Decoherence Control of Nitrogen-Vacancy Centers

Abstract

Quantum mechanical systems lose coherence through interacting with external environments-a process known as decoherence. Although decoherence is detrimental for most of the tasks in quantum information processing, a substantial degree of decoherence is crucial for boosting the efficiency of quantum processes, for example, in quantum biology and other open systems.
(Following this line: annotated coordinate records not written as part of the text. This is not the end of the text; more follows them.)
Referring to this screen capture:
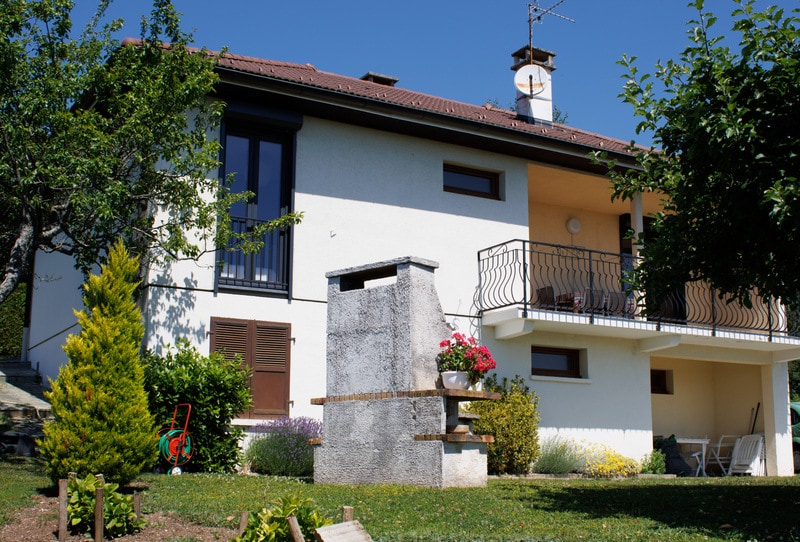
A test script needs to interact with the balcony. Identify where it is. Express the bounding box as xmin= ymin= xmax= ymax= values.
xmin=477 ymin=240 xmax=798 ymax=344
xmin=219 ymin=217 xmax=289 ymax=293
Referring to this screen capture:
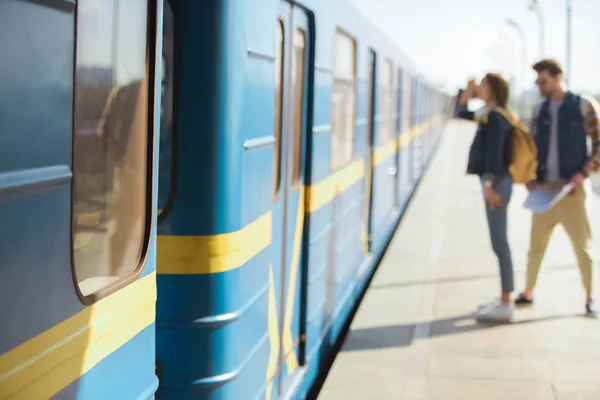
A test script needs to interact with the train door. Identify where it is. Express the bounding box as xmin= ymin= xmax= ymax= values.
xmin=0 ymin=0 xmax=162 ymax=399
xmin=267 ymin=1 xmax=311 ymax=398
xmin=393 ymin=69 xmax=403 ymax=209
xmin=362 ymin=50 xmax=377 ymax=254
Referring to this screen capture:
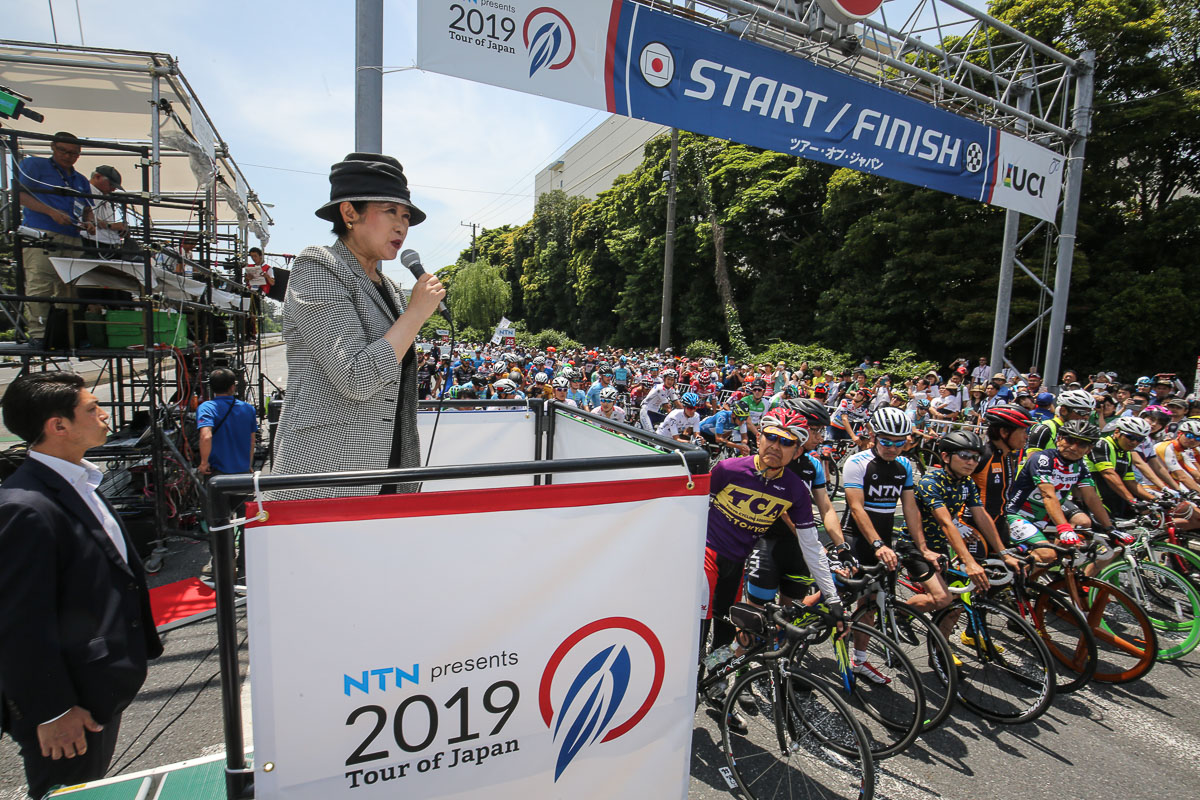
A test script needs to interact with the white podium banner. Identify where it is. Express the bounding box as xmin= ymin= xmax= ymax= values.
xmin=246 ymin=475 xmax=708 ymax=800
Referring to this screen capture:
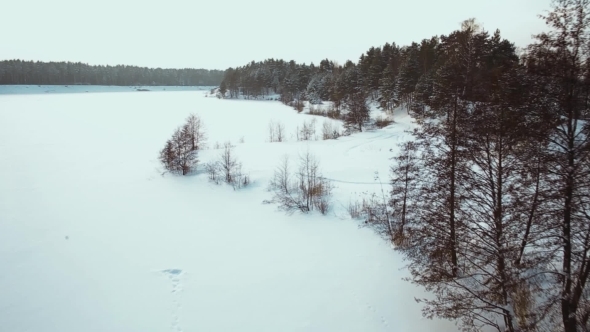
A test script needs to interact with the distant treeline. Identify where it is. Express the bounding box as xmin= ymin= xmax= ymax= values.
xmin=0 ymin=60 xmax=224 ymax=86
xmin=220 ymin=0 xmax=590 ymax=332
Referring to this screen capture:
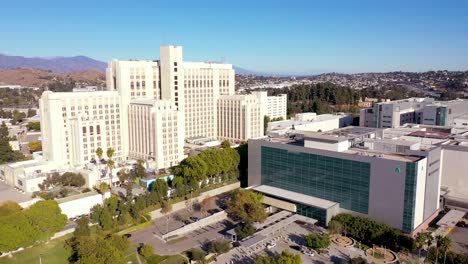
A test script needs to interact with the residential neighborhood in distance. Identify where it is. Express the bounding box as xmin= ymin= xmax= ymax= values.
xmin=0 ymin=1 xmax=468 ymax=264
The key to the success in simulating those open quantum systems is therefore the ability of controlling decoherence, instead of eliminating it. Motivated by simulating quantum open systems with Nitrogen-Vacancy centers, which has become an increasingly important platform for quantum information processing tasks, we developed a new set of steering pulse sequences for controlling various coherence times of Nitrogen-Vacancy centers; our method is based on a hybrid approach that exploits ingredients in both digital and analog quantum simulations to dynamically couple or decouple the system with the physical environment. Our numerical simulations, based on experimentally-feasible parameters, indicate that decoherence of Nitrogen-Vacancy centers can be controlled externally to a very large extend.

Figure 1

(a) Coherence vs evolution time with only nuclear spin noise, the variance of the random magnetic field is set to be $0.2$ Gauss. (b) Coherence time vs λ extracted from (a). (c)Evolution of population with time in real NV center, in which both nuclear spin noise and electron noise are considered, the dots are simulated points and the curves are fitted one. (d) Coherence time got from the fitting curve in (c) vs λ from 0 to 3, here the values of λ in the calculation are 0, 0.25, 0.5, 0.75, 1, 2, 3.

Figure 2

(a) Pulse sequence for two-level system, where $x$ means the microwave is applied along $x$ axis, the red bar is the idea $\pi$ pulse (i.e. the swap gate), blue rectangles mean the evolution of $H_S$, which in the numerical calculations we always set it to be 0 without losing generalization. (b) Coherence vs evolution time with different distance between two swap gate, the variance of the random magnetic field is set to be 0.2 $Gauss$. (c) Coherence time vs τ, which is defined in $\mu \mathrm{\Delta }t=\tau \lambda \mathrm{\Delta }t\mathrm{/2}$. (d) is the values of $|\tilde{f}(t,\omega {)|}^2$ which represent the noise spectrum. (e) The coherence vs time with different τ.

Figure 3

(a) Pulse sequences for the case applying the decoupling pulses in only one channel in three-level system, labels have the same meaning as Fig. 1. (b) Pulse sequences of the case that applying the decoupling pulses in two channel of the three-level system, where $MW1$ and $MW2$ mean the first and second microwave with different frequencies. (c)The coherence time vs τ(which is defined in $\mu \mathrm{\Delta }t=\tau \lambda \mathrm{\Delta }t\mathrm{/2}$), as τ increases, the coherence time $T_2^{12}$ increases and the other two coherence time remains almost the same, decrease or increase slightly. (d–f) show the coherence time between the three levels, with (d) is the $T_2^{12}$, (e) the $T_2^{13}$ and (f)$T_2^{23}$, in which τ ₁ and τ ₂ are defined in ${\mu }_{\mathrm{1(2)}}\mathrm{\Delta }t={\tau }_{\mathrm{1(2)}}\lambda \mathrm{\Delta }t\mathrm{/2}$, the blue region means the coherence time is small and the red ones is the case the coherence time increases sharply.